Die Wahrheit: Emotional überforderter Dobermann
Tagebuch einer Tier-Apokalyptikerin: Auch im Urlaub auf Mallorca lässt die alarmierend ansteigende Gewalt VON Tieren keine Erholung zu.
J ohn Jeremiah Sullivans Essayband „Pulphead“ ist nicht nur großartig, er prophezeit auch eine düstere Zukunft. Im Urlaub liest man in einem Text unter dem Titel „Violence of the Lambs“ über die seit einiger Zeit alarmierend ansteigende Gewalt VON Tieren. Bei Lektüreende stellt sich die beunruhigende Erkenntnis ein, bald werde Schluss sein mit dem faulen Frieden zwischen den Arten. Elefanten, die ganze Dörfer und ihre Einwohner plattmachen, auf Menschen und Hühner einhackende Vögel, prügelnde, mit Dorfbewohnern um Wasser kämpfende Affenhorden und ähnliche Unannehmlichkeiten sind die Prophezeiung der Zukunft.

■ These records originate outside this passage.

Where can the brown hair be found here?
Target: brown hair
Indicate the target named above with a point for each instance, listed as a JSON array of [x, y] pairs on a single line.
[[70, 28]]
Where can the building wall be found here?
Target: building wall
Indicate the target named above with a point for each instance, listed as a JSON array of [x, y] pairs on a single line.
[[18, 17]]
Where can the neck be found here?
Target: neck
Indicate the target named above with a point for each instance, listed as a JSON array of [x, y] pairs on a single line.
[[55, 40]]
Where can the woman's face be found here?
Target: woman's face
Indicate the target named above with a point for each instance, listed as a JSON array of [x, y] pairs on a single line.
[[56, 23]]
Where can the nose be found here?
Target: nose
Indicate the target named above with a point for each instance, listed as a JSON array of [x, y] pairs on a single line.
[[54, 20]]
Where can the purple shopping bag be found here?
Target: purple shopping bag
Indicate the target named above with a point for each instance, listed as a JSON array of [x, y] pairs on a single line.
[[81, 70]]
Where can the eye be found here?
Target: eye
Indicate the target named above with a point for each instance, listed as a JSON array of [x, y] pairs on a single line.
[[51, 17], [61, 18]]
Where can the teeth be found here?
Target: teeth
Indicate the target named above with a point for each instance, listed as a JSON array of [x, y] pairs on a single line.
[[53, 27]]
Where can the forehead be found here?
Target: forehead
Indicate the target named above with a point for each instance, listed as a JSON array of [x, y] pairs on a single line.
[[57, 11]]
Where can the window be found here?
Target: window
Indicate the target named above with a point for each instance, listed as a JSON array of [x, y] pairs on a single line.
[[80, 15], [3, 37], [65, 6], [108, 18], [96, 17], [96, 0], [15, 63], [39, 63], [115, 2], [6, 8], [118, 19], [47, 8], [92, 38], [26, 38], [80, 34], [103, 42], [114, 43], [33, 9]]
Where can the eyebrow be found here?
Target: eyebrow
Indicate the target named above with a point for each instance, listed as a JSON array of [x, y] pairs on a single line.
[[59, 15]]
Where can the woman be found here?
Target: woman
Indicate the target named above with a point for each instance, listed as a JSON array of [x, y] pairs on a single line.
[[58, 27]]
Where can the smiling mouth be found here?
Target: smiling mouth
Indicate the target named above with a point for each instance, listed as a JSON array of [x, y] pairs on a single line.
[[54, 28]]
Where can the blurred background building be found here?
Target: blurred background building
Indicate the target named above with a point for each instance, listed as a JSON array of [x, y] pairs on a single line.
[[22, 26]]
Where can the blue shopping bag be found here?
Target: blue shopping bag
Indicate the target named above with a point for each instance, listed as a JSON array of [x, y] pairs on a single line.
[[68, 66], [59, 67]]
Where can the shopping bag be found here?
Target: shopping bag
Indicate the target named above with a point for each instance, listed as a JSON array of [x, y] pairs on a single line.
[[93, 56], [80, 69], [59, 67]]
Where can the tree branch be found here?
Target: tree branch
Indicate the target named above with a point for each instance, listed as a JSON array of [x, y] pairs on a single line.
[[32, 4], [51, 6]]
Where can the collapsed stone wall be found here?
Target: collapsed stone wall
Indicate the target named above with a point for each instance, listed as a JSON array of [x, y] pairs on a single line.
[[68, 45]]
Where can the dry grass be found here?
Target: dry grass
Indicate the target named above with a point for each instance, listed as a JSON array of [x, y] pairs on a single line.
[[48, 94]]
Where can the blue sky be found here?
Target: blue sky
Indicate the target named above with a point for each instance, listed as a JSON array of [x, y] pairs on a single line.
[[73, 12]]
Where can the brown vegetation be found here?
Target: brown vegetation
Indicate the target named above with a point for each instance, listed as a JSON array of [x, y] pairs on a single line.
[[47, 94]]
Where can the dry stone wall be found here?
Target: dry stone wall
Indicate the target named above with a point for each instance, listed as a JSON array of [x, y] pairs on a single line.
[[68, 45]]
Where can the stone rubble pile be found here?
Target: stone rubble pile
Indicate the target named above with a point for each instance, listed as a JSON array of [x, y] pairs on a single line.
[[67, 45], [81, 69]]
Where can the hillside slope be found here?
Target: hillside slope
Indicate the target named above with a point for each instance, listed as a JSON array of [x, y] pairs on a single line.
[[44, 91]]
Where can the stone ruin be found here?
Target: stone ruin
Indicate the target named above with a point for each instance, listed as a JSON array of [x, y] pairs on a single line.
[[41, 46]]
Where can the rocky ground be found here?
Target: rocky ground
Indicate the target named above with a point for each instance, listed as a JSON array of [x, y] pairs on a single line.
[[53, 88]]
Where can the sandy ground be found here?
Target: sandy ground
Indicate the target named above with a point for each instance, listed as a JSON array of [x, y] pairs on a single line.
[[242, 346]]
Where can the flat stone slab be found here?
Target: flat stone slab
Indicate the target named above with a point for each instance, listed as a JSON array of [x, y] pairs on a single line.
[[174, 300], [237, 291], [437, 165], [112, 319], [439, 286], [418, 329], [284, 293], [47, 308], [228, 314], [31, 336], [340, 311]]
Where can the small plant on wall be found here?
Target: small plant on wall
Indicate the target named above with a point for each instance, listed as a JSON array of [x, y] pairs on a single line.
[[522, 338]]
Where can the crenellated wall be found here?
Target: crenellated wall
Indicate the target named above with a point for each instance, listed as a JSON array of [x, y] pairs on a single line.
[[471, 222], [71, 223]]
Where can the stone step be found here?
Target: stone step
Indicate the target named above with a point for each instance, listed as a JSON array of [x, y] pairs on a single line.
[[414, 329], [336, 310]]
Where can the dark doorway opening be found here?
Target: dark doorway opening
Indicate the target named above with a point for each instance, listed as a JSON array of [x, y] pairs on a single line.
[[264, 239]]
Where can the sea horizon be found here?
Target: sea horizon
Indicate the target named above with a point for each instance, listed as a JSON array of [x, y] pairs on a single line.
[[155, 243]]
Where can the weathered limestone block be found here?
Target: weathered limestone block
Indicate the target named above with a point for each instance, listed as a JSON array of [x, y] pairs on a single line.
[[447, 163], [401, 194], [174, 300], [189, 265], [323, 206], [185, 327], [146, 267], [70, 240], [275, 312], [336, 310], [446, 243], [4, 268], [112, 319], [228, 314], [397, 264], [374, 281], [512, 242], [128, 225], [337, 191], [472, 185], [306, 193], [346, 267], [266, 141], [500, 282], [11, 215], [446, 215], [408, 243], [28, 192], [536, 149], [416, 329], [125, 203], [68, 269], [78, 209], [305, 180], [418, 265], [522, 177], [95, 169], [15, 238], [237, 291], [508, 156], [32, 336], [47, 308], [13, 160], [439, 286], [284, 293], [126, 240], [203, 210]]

Mit mulmigem Gefühl greift man zum Mallorca Magazin, das, weniger dramatisch, zum Umgang mit Bettwanzen und schnarchenden Hauskatzen berät. Unter der Überschrift „Starker Hund zeigt Schwäche“ sucht Leser Erich A. aus Arenal Rat, weil seine Dobermannhündin auf Spaziergängen plötzlich zusammenbricht und für kurze Zeit bewegungsunfähig ist.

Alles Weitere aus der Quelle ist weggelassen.